Les étudiants québécois ont moins souffert que leurs compatriotes ontariens

Les Ontariens sont également plus nombreux (9,3%) à avoir été incapables de terminer des cours contre 7,4% pour les Québécois.
Photo: Getty Images/iStockphoto Les Ontariens sont également plus nombreux (9,3%) à avoir été incapables de terminer des cours contre 7,4% pour les Québécois.

Les cégépiens et les universitaires québécois ont été très affectés par la pandémie, mais moins que leurs collègues de l’Ontario, démontre une nouvelle étude de la Chaire-réseau de recherche sur la jeunesse du Québec de l’Institut national de la recherche scientifique.

Ainsi, la grande majorité (80 %) des étudiants postsecondaires du Québec estimait en avril dernier que la crise avait eu un effet sur leur scolarité au trimestre d’hiver. En Ontario, ce chiffre grimpe à 90 %. Les jeunes Ontariens sont presque deux fois plus nombreux (41,5 %) que les jeunes Québécois (23 %) à avoir vu leur stage de travail reporté ou annulé.

Près d’un étudiant sur cinq du postsecondaire a vu un cours repoussé ou annulé, contre près d’un sur quatre en Ontario. Les Ontariens sont également plus nombreux (9,3 %) à avoir été incapables de terminer des cours contre 7,4 % pour les Québécois.

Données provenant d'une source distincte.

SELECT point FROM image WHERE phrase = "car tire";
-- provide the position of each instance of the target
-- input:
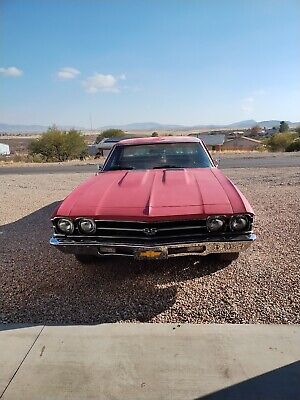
(84, 259)
(228, 256)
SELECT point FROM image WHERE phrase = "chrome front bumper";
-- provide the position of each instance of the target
(234, 245)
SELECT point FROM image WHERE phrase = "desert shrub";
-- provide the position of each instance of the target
(294, 146)
(57, 145)
(108, 133)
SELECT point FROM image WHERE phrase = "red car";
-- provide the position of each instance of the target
(155, 198)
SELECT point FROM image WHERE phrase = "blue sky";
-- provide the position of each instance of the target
(169, 61)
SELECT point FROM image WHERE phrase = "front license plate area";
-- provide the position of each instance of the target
(151, 254)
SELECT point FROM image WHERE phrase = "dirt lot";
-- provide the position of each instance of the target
(38, 284)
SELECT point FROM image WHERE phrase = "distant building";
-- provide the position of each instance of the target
(213, 142)
(242, 143)
(4, 149)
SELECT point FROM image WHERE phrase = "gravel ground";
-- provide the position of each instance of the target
(40, 285)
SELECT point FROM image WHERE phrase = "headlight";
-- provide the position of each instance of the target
(239, 223)
(65, 226)
(215, 224)
(86, 225)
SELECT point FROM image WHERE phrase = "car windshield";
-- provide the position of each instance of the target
(158, 156)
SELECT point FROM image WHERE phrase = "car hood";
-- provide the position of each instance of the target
(155, 194)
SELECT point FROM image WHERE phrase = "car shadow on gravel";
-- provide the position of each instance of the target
(42, 285)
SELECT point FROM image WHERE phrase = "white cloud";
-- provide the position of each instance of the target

« Alors qu’un peu moins du tiers des répondants (29,3 % au Québec et 31,2 % en Ontario) prévoyaient obtenir leur diplôme en 2020 avant la crise sanitaire, 6,3 % des étudiants québécois et 10,2 % des étudiants ontariens affirment qu’ils ne pourront terminer comme prévu », peut-on lire dans le document, qui sera rendu public mardi.

Perspectives d’emploi

Plusieurs étudiants âgés de 15 à 35 ans se disaient également préoccupés par les effets de la pandémie sur leurs perspectives d’emploi. Au Québec, près d’un étudiant sur trois craignait de ne pouvoir retourner aux études, un autre tiers était troublé par l’idée que son diplôme soit dévalué en raison de la COVID-19 et près d’un étudiant sur deux s’inquiétait de ses perspectives d’emploi à court terme.

« Là encore, [les étudiants Québécois] étaient moins préoccupés que les jeunes ontariens », révèle l’enquête. « Les plus optimistes à ce chapitre étaient les collégiens québécois, avec seulement 30,3 % craignant pour leur emploi et 33,7 % pour leurs perspectives d’emploi à court terme. »

Selon la Chaire-réseau de recherche sur la jeunesse du Québec, la réouverture plus rapide des établissements scolaires et des services non essentiels au Québec « pourrait avoir contribué au fait que le pessimisme quant aux effets de la COVID-19 soit moins prononcé au Québec ».

Entre le 19 avril et le 1er mai 2020, 101 974 étudiants de niveau postsecondaire ont répondu à cette enquête en ligne menée par Statistique Canada. La Chaire-réseau de recherche sur la jeunesse du Québec a analysé les données de l’enquête en se concentrant sur la situation et les préoccupations des jeunes Québécois âgés de moins de 35 ans inscrits dans un programme d’études collégiales ou universitaires.